[Pkg-ofed-devel] ofa-kernel: ib_query_gid() failed
Guy Coates
gmpc at sanger.ac.uk
Mon Oct 12 19:18:53 UTC 2009
Mario Lang wrote:
> Guy Coates <gmpc at sanger.ac.uk> writes:
>
>>> However, opensm fails to start which can be traced down
>>> to ibstat -p hanging. dmesg produces the following output upon
>>> /etc/init.d/opensm start:
>>>
>>> Oct 12 12:52:48 node1 kernel: [ 78.170077] ib0: ib_query_gid() failed
>>> Oct 12 12:52:58 node1 kernel: [ 89.272789] ib0: ib_query_port failed
>>>
>>> We dont get any other obvious dmesg errors.
>
>> Does opensm run if you explicitly tell it to start on the port?
>
> Yes, but the log is full of errors. I attach it at the end of this mail.
>
>> Does ibstat hang if you do not give it the -p option?
>
> node1:~# ibstat
> ibpanic: [5764] main: stat of IB device 'mlx4_0' failed: (Device or resource busy)
>
>> That sounds like a bug that should be reported to the openfabrics
>> people.
>
>> (I can't reproduce it on my setup, so it sounds like this is a
>> hardware dependant bug.)
>
> Is there a good way to verify that all the modules required are
> really loaded from /lib/modules/$(uname -r)/updates/ to make sure
> the ofa-kernel install really did what it was supposed to do?
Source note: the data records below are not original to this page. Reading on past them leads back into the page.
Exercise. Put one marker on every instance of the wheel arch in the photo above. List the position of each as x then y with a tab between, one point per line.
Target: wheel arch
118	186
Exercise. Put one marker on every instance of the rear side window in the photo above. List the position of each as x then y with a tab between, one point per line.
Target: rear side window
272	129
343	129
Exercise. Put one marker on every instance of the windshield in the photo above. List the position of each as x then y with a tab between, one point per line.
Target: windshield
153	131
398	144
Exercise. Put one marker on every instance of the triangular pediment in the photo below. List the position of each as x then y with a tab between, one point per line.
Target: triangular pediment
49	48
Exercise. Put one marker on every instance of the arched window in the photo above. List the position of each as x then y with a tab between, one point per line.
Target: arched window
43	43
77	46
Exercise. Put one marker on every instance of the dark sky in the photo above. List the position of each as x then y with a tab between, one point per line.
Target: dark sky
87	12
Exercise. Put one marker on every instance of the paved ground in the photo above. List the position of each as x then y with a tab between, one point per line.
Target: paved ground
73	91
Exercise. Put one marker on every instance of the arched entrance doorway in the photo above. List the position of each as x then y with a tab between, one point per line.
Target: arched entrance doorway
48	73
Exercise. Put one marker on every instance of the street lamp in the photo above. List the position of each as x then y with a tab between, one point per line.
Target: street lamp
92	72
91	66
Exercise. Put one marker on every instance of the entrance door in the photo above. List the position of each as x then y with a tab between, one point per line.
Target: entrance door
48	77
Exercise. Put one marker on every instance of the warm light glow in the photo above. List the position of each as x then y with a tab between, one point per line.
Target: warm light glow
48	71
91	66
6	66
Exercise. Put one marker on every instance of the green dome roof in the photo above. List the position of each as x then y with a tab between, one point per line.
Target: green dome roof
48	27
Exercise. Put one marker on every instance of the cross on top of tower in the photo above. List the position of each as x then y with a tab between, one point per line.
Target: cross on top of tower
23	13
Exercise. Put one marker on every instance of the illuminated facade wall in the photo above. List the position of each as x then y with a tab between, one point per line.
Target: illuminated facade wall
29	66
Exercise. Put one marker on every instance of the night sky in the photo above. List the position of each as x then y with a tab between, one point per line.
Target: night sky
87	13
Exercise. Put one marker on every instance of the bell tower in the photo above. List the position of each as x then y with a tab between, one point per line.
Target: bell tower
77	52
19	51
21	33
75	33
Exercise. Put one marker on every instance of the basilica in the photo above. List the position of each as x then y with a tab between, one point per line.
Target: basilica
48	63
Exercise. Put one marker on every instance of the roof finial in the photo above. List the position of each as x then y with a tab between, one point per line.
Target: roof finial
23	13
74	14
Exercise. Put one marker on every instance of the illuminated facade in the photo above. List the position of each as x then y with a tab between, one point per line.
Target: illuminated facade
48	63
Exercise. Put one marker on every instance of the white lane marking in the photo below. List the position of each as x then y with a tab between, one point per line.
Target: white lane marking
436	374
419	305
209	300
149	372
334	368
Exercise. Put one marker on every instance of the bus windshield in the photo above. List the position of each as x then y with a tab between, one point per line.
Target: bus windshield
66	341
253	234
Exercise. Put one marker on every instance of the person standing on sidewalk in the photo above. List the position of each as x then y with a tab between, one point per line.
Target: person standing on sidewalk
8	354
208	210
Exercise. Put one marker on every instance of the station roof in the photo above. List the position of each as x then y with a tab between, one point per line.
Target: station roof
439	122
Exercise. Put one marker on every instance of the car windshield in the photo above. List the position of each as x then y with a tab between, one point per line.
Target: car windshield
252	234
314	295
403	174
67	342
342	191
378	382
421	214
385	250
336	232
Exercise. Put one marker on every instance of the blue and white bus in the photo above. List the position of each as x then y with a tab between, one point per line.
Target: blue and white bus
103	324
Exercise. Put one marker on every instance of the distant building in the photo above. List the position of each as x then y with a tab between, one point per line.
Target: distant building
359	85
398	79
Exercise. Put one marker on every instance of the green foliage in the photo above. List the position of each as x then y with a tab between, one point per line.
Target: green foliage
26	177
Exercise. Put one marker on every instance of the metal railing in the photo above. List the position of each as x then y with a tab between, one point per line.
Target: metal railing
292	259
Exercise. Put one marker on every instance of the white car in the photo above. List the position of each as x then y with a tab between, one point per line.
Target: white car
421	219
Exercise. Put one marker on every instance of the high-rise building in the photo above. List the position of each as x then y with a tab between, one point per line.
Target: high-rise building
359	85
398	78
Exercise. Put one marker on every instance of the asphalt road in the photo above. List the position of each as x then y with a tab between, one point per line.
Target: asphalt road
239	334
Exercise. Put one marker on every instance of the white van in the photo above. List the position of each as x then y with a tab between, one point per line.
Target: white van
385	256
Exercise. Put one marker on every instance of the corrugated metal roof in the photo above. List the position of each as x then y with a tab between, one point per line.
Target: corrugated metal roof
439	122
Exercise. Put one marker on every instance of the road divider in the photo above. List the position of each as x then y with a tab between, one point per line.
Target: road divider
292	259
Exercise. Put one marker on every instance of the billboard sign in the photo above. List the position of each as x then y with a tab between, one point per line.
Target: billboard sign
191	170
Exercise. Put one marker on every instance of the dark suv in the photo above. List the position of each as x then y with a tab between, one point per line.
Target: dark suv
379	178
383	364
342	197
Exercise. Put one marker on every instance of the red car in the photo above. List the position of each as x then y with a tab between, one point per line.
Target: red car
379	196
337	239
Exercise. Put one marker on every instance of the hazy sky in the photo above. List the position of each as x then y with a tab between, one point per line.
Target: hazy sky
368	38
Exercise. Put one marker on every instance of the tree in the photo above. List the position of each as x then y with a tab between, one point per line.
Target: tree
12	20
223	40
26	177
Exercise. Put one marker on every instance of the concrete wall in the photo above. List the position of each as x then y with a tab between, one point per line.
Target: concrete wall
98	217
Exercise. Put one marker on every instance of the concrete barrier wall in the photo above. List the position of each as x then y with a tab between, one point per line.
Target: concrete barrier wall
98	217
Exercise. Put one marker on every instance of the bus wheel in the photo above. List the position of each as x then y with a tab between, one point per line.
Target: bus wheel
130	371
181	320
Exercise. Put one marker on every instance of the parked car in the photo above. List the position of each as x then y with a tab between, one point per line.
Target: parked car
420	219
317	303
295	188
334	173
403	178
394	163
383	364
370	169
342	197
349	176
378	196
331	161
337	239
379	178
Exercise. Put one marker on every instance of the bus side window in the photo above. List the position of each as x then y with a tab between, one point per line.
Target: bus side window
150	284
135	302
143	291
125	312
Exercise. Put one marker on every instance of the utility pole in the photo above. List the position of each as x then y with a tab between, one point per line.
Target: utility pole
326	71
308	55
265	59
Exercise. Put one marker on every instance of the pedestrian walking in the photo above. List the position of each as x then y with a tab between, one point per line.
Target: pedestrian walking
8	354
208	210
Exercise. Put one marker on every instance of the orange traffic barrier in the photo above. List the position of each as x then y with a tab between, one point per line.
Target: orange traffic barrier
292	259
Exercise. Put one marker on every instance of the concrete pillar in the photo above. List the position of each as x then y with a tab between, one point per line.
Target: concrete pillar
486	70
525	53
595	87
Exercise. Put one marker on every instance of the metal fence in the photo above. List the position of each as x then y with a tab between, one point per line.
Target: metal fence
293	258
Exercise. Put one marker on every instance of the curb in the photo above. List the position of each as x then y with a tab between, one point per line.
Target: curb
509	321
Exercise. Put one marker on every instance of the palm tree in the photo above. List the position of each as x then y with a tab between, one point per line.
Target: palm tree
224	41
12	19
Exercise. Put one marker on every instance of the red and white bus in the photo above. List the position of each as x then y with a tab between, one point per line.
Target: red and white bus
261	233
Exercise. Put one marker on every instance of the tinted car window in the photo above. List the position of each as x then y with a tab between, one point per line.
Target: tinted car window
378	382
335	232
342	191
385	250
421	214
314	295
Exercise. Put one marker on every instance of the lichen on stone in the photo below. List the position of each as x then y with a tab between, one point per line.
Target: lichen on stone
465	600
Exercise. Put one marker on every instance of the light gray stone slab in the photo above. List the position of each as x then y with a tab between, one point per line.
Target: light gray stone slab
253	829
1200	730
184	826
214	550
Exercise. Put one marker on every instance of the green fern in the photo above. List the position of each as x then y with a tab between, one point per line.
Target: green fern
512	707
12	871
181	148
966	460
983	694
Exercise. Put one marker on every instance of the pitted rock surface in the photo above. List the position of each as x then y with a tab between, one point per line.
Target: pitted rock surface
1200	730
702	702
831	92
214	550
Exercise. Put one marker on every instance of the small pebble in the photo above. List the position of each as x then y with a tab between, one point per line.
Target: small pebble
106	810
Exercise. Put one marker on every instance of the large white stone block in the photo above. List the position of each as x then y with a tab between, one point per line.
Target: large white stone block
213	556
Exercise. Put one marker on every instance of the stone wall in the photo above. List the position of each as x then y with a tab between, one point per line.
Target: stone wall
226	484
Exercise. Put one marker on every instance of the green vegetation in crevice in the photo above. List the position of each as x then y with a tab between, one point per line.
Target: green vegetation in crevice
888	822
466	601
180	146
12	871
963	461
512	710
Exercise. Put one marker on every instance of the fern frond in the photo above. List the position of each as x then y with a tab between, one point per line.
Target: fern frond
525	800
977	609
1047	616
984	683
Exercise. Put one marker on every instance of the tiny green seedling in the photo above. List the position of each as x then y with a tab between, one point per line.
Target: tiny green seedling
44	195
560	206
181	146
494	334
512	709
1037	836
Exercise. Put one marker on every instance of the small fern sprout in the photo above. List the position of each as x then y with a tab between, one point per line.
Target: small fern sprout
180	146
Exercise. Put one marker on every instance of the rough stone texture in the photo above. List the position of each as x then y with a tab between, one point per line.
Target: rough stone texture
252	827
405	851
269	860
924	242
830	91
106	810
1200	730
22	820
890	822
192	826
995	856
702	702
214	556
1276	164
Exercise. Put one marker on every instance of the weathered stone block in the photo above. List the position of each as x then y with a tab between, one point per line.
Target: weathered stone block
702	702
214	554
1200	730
You can run modinfo on all the modules;
/sbin/lsmod | awk '{print $1}' | xargs modinfo | grep filename
That will tell you what modprobe would load. However, that is not quite
the same as what module *actually* was loaded.
You should regenerate your initrd too, to make sure that the new modules
are installed there too.
update-initramfs -u
This sounds like the same problem that jobic at polytech.univ-mrs.fr
reported back in August; we were not able to get to the bottom of it,
but your testing certainly points to a fairly fundamental bug in the
ofa-kernel modules.
Can you try on a node with a minimal infiniband configuration?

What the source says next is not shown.